Deferred annuities getting some traction

You’ve probably seen this attention-grabbing advertising message on television or on a billboard: “The First Person To Live To 150 Is Alive Today.” Not surprisingly, the ad comes from an insurance company–Prudential–and the pitch is for annuities.

You may find the message optimistic, unsettling, or just plain disturbing–but it does highlight the insurance industry’s core value proposition for annuities: Even the best retirement plan can’t precisely account for how long you’ll live–so use insurance to hedge your risk.

It’s been slow going. Annuity sales have mostly bumped along as a small fraction of the overall retirement market, the result of complex product offerings, high fees in the variable annuity segment, and buyer resistance to locking up their money with an uncertain future total return.

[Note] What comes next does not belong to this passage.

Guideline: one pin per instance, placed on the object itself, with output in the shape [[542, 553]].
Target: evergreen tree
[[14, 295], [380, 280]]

But that may be changing. One annuity category, in particular, is starting to show impressive growth: the deferred income annuity (DIA). These income annuities typically let buyers set a future date to start receiving income. Buyers pay an initial premium and then continue making additional premium contributions along the way.

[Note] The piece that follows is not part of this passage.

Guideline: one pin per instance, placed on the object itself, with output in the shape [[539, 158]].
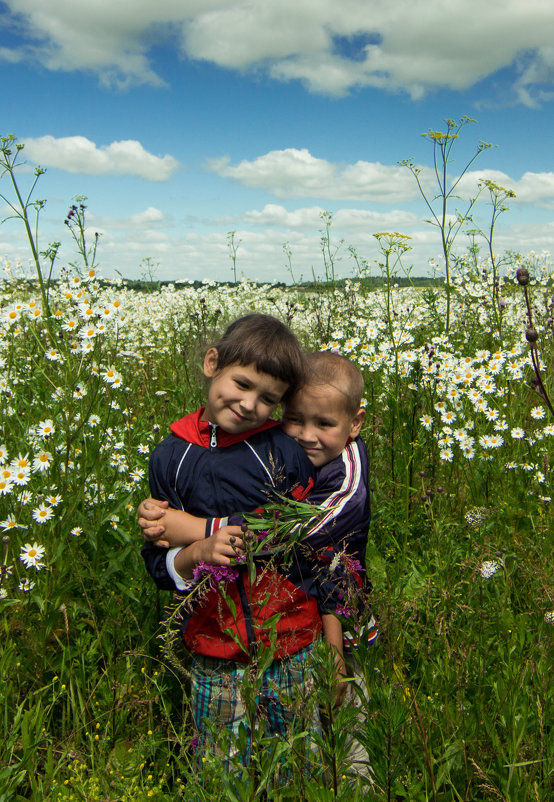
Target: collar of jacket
[[197, 431]]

Industrywide sales doubled in 2013 to roughly $2 billion, according to LIMRA, the insurance industry research and consulting group. And the number of insurance companies offering DIAs is growing fast. Just five companies offered them in 2012; another five came into the market in 2013, and several more are expected to launch products early this year, LIMRA reports.

The media has tended to focus on one variation of the deferred income annuity–the so-called longevity policy. These policies are designed for purchase at retirement or later, and payouts don’t begin until–and unless–you reach an advanced age, say 85 or 90. The idea is to hedge the risk of exhausting funds in very old age. But longevity policies make up no more than 20% of the market currently, industry experts say.

“Going back a few years, these policies were known as longevity insurance,” says Phil Michalowski, vice president of retirement income at MassMutual. “Just in the last year or two, they’ve started to be seen as an integral part of retirement income.”